Viele Entwickler stehen vor einer Herausforderung: Erstens soll ihr Gerät mit der zur Verfügung stehenden Energie möglichst ökonomisch umgehen, weil das die Gesetzgebung fordert oder weil aus Solarzellen und Batterien nur begrenzte Energie zur Verfügung steht. Und zweitens soll das Gerät auf einem Blick erkennen lassen, in welchem Zustand es sich befindet, um zum Beispiel Fehler zu signalisieren oder Messdaten anzeigen, beispielsweise die umgesetzte Leistung in einem Photovoltaik-Inverter. »Herkömmliche Indikatoren müssen dazu permanent mit Leistung versorgt werden, um die Information anzuzeigen oder um den aktuellen Status und dessen Historie nicht zu vergessen, z. B.der Fall bei Verbrauchszählern«, gibt Sosnowsky zu bedenken. Eine an der Anzeigekomplexität gemessene niedrige Leistungsaufnahme haben niedrig gemultiplexte LCD TN-Displays in Verbindung mit einem extrem stromsparenden Mikrocontroller. »Mit einer einzelnen Lithium-Zelle lassen sich oft Betriebsdauern erreichen, die in Jahren gemessen werden«, so Sosnowsky. Gar keine Leistung zur Darstellung eines aktuellen Zustands hingegen verbrauchen elektronische bistabile Anzeigen, die auf der Verlagerung eines eingefärbten Mediums beruhen.

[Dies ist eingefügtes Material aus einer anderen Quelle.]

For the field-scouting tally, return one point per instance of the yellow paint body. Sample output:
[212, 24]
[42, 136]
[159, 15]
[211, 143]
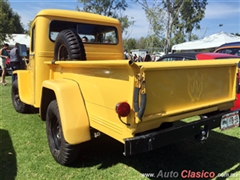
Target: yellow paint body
[87, 92]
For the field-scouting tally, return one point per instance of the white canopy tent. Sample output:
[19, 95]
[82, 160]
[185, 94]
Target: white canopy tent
[212, 41]
[19, 38]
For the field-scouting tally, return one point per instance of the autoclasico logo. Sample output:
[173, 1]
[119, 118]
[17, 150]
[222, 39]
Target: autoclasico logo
[185, 174]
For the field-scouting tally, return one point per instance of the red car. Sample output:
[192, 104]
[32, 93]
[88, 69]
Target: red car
[204, 56]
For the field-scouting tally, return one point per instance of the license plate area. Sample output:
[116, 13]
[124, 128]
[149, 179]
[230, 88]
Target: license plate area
[229, 120]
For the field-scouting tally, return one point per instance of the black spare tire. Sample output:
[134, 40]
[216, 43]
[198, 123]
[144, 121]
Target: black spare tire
[69, 46]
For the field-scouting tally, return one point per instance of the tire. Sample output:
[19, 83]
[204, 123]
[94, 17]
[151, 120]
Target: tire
[69, 46]
[18, 105]
[62, 152]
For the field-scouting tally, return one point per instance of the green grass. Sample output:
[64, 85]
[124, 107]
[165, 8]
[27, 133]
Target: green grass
[24, 153]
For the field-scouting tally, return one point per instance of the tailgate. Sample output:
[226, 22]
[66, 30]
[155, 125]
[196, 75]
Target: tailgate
[168, 88]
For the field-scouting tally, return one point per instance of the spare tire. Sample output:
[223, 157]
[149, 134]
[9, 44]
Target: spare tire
[69, 46]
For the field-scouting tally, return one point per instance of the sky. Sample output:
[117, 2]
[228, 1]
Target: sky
[225, 12]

Auf diesem Prinzip beruht die E-Paper-Technik, die verschiedenen Herstellern in leicht unterschiedlicher Technologie anbieten. Ein Vorreiter auf diesem Gebiet ist das Unternehmen E-ink, das einige Patente für die Anzeige-Konstruktion hält. E-Ink stellt die bildgebende Folie her, aus der andere Unternehmen ein fertiges Display bauen. Die Folie enthält die Schlüssel-Technologie der E-Paper-Technik. In einer mit einer durchsichtigen Flüssigkeit gefüllten Kapsel befinden sich schwarze und weiße Pigmente, die unterschiedlich elektrisch geladen sind. Legt man an diese ein elektrisches Feld an, orientieren sich die unterschiedlich geladenen Pigmente entsprechend ihrer Polarität. Damit differenziert das Display helle und dunkle Segmente. Auch nach Entfernen des Feldes verbleiben die Pigmente dank der Viskosität der Flüssigkeit in der zuvor eingenommenen Position, sind also bistabil. Für eine Änderung der Position und des anzeigten Inhalts muss wieder ein elektrisches Feld angelegt werden. Innerhalb einer Kapsel können sich Pigmente unterschiedlich ausrichten, so dass sich eine sehr hohe Auflösung erzielen lässt, die nicht von den Abmessungen der einzelnen Kapseln vorgegeben wird.

Von der Folie zum Display: Die Ansteuerung macht den Unterschied

Der Unterschied zwischen den E-Paper-Technolgien liegt in der Ansteuerung um die Folie herum. Zur Ansteuerung gehören die Elektroden, die für das elektrische Feld sorgen, und die Elektronik, die die Spannungen in korrekter zeitlicher Abfolge anlegt, um den Displayinhalt definiert zu ändern. »Das Feld baut sich zwischen dem TFT-Substrat, das zumeist auf Glas aufgebaut ist, und der Frontelektrode, die in der E-ink-Folie integriert ist, auf. Die Treiber-ICs legen die zur Verlagerung der Pigmente erforderliche Spannung an die Elektroden an, während der Timing-Controller den zeitlichen Ablauf steuert«, beschreibt Sosnowsky das Prinzip.
Eine wesentliche für die Funktion des E-Paper-Moduls (kurz: EPD-Modul) übernimmt der Timing Controller. Der Ablauf der elektrischen Spannung über der Zeit, die Kurvenform, entscheidet über Schaltgeschwindigkeit, Stromaufnahme, Remanenz des Displayinhalts und Genauigkeit eventuell angezeigter Graustufen. Zudem ist die Kurvenform von der Umgebungstemperatur abhängig. »Für eine erfolgreiche Integration muss man deshalb auf das Know-How des Herstellers zurückgreifen«, so Sosnowsky.